I fell silent, holding one of the river pieces between my long palms, fingers folded to enclose it. He waited courteously for me to place it, as the river-player traditionally went first, but I did not.
"There's something on your mind," he said.
"Divined that, did you," I murmured.
He chuckled. "It wasn't particularly difficult. So, what is it?"
"You have been..." I trailed off, wondering what word I might choose that would fail to give offense. Kind? Warm? "Forthcoming. With yourself. I would not have expected it of Shame; indeed, you were not so in the first days of our acquaintance."
He studied me with his clear eyes. "You think your words hurtful."
"They are not intended that way," I said, apologetic.
"I know. Perhaps then you will not be offended when I say, likewise, that I was unaware of your talent."
I sat back, returning his regard. He bore it without hardship, as one might expect a person of his notoriety would. Only one Shame in Kherishdar, and so starkly colored; of course, he was accustomed to stares. But there was no tension in the yoke of his shoulders, and I wondered at it... as much as I wondered at myself for noticing it.
"You are not surprised at the direction the conversation is flowing," Kor said. "Perhaps, then, you have also longed to have discussion with a true peer."
He used a distinct word: kava, "peer" rather than hharane, "caste-peer." The latter is what one calls other Ai-Naidar sharing your caste with you... the former, however, is something altogether different. More intimate. More presumptuous. More implying things I was not at all prepared for.
"I have known other Public Servants," I said finally. "My studio was not far from the physician's abode. We were acquainted with one another."
"But somehow, he did not strike you as a peer," Kor observed, beginning to line up his pieces in rows, little gray and white arches. "You are perhaps aware of your own talent."
"Osulkedi," I said, and could not stop my voice from sounding quelling.
He grinned at that, easy as a youth, and looked up at me without lifting his head, the effect of the uncanny eyes mitigated by his lashes and brows. "You fear I am about to reveal that you have some pride in your talent. Why shouldn't you, Farren? I have not yet seen your equal. There may be other artists with a hand as deft, but they are rare."
"Kor," I said, trying now to bring him back from his Shame eyes.
"It makes you uncomfortable," he said, quieter. Dare I say, with more understanding. "To feel so alone in your talent."
"I am not the only one who can paint!" I exclaimed.
"But you are the only artist I have met whom the Emperor has marked, permanently, with the signs of empire."
I fought the urge to hide my hands with their betraying marks in their sleeves.
"Do you not trust His judgment, if not your own?"
I looked away.
"Farren," he said, in that quiet voice. "You are not the only one who feels discomfort at being at the pinnacle of a particular ability."

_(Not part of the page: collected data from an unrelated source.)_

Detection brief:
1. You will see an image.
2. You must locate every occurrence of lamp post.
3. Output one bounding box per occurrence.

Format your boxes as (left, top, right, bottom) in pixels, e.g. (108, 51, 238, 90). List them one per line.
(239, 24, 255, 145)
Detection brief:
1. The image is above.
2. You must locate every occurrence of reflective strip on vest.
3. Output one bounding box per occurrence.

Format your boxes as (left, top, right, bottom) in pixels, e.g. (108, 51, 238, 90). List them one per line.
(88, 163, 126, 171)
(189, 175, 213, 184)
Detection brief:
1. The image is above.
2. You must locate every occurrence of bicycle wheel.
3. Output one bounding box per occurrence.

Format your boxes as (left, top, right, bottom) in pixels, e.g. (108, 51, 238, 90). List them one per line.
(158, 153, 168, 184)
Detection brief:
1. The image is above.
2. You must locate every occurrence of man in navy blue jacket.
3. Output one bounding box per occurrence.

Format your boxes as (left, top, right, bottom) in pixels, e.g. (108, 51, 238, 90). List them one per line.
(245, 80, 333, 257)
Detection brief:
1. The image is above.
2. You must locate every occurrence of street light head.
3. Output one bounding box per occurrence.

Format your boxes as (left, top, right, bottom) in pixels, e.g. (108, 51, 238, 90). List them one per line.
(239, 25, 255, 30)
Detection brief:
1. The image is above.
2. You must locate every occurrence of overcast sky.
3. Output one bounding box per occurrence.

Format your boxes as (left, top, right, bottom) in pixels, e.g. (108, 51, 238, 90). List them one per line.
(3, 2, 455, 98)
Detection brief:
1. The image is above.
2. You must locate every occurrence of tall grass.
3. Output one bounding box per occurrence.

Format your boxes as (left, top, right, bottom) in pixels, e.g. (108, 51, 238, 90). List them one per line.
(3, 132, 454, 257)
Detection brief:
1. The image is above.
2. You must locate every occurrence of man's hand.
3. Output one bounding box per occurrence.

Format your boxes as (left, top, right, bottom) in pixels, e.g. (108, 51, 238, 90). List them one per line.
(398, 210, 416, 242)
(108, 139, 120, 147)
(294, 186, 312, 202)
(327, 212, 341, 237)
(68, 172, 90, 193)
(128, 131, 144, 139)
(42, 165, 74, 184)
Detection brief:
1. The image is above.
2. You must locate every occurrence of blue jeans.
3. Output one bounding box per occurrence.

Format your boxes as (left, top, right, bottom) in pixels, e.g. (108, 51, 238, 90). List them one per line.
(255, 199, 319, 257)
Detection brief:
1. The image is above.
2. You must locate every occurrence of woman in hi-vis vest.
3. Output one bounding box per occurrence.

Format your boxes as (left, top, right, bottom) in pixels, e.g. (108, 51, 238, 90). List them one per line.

"And that is why you have warmed to me," I said with a clipped voice, looking at him. "In my talent, you have decided you have found someone who also must stand alone as a master of his craft."
"Am I wrong?" he said.
"About your genius?" I said, and could not help but laugh a little, though the laugh was bitter. It was not so good a thing among us, to be set apart, even for positive reasons. "Certainly not. About myself—"
"Not something you are comfortable with," he said. "I understand."
"You," I said, "are accusing me of arrogance."
"After a fashion," he agreed, without distress. Indeed, with what I suspected, grouchily, was a touch of merriment.
"Shame," I said.
"Kor," he corrected.
"Kor," I allowed, still cranky. "I do not believe I'm better than everyone else."
He looked up then suddenly, and there was nothing intimate in those coronal eyes. I felt pinned by them, breathless and exposed. "Tell me that again, Calligrapher."
I swallowed past a narrowed throat and could not speak until something in his face changed, some crease around his eyes, some intensity there dying to banked coals. And then I scowled at him and said, "That was entirely unfair!"
He laughed. "The pursuit of truth, osulkedi."
"Is often inimical to an easy friendship," I said, folding my arms over my chest.
"Is ours to be an easy friendship, then?" he asked.
I studied him and said, "No... I don't think you ever do things the easy way. Do you."
"It's in my nature," he murmured, and I thought I saw a tint in the skin beneath his eyes, where the white pelt was thinnest. A blush? He surely had earned it.
Mollified, I set down the first of the river pieces. And if he won that game, well... I hardly expected any less.